Linda Bilda schloss 1982 eine Buchhändlerlehre ab, bevor sie von 1983 bis 1989 an der Hochschule für Angewandte Kunst Wien lernte. 1989 erlangte sie ihr Diplom bei Erich Wonder und Axel Manthey in der Meisterklasse für Bühnen- und Filmgestaltung. Ihre künstlerische Praxis umfasste zu der Zeit Malerei, Bildhauerei und (literarisches) Schreiben.

1984 bekam sie ihren ersten Sohn Felix, 1989 ihren zweiten Sohn Luis. In den 2000er Jahren erhielt sie verschiedene Lehraufträge an der Akademie der bildenden Künste Wien (so etwa das Seminar „Gesellschaftskritische Bildproduktion und ihr Vermögen“ 2001) und an der Universität für angewandte Kunst Wien.

Sie war Mitglied der Vereinigung Bildender KünstlerInnen der Wiener Secession. Ihr umfassendes Werk wurde 2020 mit einer Retrospektive im Lentos Kunstmuseum Linz geehrt.

Künstlerische Praxis

Interventionen im öffentlichen Raum

Noch während ihrer Studienzeit gründete Linda Bilda mit anderen eine Gruppe zur experimentellen Erforschung urbaner Räume, die sich in Anlehnung an und in Auseinandersetzung mit der Situationistische Internationale die SI Wiener Sektion nannte.

1983 war sie Gründungsmitglied der Galerie nächst der Fremdenpolizei, einer Schaufenstergalerie in der Bäckerstraße im Wiener Ersten Bezirk. 1994 gründete sie zudem den Kunstverein ARTCLUB WIEN, den Bilda bis 1995 leitete.

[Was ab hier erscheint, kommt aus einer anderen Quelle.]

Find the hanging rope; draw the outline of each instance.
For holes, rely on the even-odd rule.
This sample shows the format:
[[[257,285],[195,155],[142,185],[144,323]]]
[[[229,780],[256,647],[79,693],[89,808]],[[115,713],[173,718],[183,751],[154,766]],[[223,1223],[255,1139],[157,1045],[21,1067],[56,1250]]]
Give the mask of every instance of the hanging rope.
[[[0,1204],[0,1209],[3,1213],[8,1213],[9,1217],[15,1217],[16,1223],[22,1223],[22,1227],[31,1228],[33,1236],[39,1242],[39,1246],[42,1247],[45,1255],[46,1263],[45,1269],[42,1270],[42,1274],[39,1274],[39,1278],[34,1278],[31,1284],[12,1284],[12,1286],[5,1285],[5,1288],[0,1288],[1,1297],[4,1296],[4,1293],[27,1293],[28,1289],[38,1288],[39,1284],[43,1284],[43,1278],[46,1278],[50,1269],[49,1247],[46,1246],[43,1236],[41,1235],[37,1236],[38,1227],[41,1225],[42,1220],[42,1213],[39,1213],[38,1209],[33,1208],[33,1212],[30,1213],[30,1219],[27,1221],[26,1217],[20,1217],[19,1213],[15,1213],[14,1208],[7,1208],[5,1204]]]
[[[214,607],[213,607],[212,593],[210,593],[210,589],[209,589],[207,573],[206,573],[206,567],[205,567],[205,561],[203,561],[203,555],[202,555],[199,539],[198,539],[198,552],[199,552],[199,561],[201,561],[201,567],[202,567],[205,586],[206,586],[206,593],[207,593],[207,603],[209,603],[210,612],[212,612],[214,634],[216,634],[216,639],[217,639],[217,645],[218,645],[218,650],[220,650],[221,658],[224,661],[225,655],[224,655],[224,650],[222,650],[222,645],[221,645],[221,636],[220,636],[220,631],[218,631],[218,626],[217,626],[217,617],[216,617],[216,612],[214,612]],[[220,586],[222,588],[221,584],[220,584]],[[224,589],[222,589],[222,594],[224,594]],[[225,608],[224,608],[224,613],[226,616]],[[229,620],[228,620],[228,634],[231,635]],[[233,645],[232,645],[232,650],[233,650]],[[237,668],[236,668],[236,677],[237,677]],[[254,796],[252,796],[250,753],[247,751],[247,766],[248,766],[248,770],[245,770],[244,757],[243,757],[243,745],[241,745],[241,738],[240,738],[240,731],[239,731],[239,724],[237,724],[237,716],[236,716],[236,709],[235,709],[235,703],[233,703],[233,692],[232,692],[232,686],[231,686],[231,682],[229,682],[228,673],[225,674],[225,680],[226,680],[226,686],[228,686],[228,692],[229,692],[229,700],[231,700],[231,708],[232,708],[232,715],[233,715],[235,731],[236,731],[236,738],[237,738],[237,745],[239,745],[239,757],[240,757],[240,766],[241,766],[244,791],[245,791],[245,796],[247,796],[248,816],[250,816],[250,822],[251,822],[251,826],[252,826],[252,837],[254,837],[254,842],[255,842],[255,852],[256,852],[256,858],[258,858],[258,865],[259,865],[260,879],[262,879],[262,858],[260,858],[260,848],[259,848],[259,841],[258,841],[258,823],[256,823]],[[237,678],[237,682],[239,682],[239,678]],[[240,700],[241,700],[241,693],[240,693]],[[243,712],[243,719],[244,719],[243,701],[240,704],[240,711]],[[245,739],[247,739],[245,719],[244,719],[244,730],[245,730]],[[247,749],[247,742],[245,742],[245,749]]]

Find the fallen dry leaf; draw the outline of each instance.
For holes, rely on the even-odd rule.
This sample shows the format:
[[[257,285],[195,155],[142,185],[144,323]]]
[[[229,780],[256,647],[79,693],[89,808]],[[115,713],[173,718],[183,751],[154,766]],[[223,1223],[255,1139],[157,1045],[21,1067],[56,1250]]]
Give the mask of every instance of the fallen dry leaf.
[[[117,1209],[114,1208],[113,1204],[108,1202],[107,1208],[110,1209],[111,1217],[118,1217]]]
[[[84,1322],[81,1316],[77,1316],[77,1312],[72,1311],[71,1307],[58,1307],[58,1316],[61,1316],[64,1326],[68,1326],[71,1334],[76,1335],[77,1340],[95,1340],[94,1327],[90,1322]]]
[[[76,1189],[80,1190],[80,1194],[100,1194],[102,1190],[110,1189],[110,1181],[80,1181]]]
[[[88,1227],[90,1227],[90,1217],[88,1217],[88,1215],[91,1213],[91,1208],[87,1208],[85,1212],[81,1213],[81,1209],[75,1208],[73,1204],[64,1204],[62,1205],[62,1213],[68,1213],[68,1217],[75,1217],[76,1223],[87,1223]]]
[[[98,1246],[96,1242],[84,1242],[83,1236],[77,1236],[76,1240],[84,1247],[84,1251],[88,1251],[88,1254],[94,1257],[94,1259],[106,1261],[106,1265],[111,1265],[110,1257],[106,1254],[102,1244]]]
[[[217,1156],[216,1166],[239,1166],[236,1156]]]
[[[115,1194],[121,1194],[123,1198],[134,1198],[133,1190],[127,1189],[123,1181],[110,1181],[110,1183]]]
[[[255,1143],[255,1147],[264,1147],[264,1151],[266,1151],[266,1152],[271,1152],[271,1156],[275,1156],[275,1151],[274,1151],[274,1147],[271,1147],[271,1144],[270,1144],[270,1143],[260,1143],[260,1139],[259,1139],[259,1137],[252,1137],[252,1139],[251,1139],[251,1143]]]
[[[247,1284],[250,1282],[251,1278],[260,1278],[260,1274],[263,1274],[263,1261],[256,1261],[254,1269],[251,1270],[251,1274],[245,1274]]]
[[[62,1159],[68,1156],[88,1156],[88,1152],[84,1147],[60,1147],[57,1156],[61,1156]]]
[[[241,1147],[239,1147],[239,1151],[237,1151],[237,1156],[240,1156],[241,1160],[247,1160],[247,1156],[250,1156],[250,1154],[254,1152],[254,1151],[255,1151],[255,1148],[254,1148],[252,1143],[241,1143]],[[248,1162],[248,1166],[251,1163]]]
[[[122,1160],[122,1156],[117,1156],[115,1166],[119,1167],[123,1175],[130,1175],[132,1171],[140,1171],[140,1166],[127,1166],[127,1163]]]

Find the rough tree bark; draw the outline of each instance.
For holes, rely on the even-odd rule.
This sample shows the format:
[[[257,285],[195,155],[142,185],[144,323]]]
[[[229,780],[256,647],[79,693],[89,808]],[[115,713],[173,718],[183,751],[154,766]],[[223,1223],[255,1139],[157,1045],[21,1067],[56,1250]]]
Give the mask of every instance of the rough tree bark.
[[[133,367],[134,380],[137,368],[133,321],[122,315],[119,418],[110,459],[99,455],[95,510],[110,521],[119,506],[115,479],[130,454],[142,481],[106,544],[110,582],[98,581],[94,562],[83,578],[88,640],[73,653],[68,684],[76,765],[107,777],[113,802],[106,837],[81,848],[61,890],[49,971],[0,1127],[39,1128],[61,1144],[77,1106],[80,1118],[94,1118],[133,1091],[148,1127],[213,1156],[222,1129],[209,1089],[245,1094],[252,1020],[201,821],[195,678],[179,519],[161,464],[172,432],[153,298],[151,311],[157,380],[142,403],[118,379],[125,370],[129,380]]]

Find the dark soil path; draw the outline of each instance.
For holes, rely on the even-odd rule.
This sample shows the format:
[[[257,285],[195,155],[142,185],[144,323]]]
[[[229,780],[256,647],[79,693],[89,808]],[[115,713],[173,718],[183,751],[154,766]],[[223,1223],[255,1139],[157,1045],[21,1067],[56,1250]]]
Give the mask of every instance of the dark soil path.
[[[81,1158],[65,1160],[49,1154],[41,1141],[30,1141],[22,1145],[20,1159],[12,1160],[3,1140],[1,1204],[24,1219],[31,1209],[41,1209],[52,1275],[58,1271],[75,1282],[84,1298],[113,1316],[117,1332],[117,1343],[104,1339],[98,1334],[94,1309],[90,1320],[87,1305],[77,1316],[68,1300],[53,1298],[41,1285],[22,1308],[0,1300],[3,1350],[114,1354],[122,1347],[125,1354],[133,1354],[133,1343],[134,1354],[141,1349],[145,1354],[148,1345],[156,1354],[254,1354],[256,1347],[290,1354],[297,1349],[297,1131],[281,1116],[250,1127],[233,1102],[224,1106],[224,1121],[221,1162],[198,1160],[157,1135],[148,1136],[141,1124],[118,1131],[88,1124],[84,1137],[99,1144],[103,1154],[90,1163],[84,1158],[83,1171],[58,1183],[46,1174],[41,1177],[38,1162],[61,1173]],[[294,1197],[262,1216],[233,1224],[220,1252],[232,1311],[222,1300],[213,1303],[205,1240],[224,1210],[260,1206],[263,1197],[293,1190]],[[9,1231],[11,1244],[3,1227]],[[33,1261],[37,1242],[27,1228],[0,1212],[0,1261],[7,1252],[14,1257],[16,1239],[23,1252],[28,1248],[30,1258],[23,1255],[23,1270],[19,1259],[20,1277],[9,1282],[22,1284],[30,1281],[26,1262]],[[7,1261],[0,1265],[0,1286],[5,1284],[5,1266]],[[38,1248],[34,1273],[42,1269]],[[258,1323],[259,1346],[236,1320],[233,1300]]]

Von KÖR Kunst im öffentlichen Raum Wien eingeladen, erstellte Linda Bilda 2013 Teil 1 und 2015 Teil 2 ihres Projekts Arbeite Nie in der Arbeitersiedlung Marienthal von Gramatneusiedl.[1] 2013 gestaltete sie das Leitsystem des Parkhaus WIPARK Freyung in Wien neu. Das künstlerisch gestaltete Leitsystem zielte darauf ab, dass Garagenbenutzer die räumliche Situation innerhalb der Garage schneller erfassen. WIPARK und die Künstlerin wollten damit „den Anspruch erheben, die Betrachterinnen und Betrachter – unabhängig von Alter und kulturellem Hintergrund – ohne die Vermittlung durch Interpretation formal und inhaltlich zu erreichen.“[2] Das Konzept betitelte Bilda als Kathedrale der Moderne und basierte auf Wandmalereien und einer speziellen Leuchtglastechnik, für die sie unter dem Namen „Light-Glass“ an einer Patentanmeldung arbeitete.[3] 2010 gründete Bilda schlussendlich die Firma Light-Glass, über die sie den genannten Werkstoff im Architekturbereich vertrieb.

Comiczeichnungen

Linda Bildas Titel für ihre Comic-Serie No Polit Comics oder No_Politcomix (1994–2005) bezieht sich auf die Künstlergruppe jüdischer Immigranten in New York der 1950er und 60er Jahre mit dem Namen NO.[4] Eine weitere Referenz ist das japanische Nō-Theater.[5] Bildas NO-Comics greifen soziale Probleme auf und propagieren eine fortschrittlichere Gesellschaftsform. Viele ihrer Motive bezog sie aus tagespolitischen und feministischen Debatten. In dem selbstproduzierten Polit-Comiczine vereint Bilda gesellschaftskritische und feministische Inhalte, neben Comics finden sich kritische Textpassagen.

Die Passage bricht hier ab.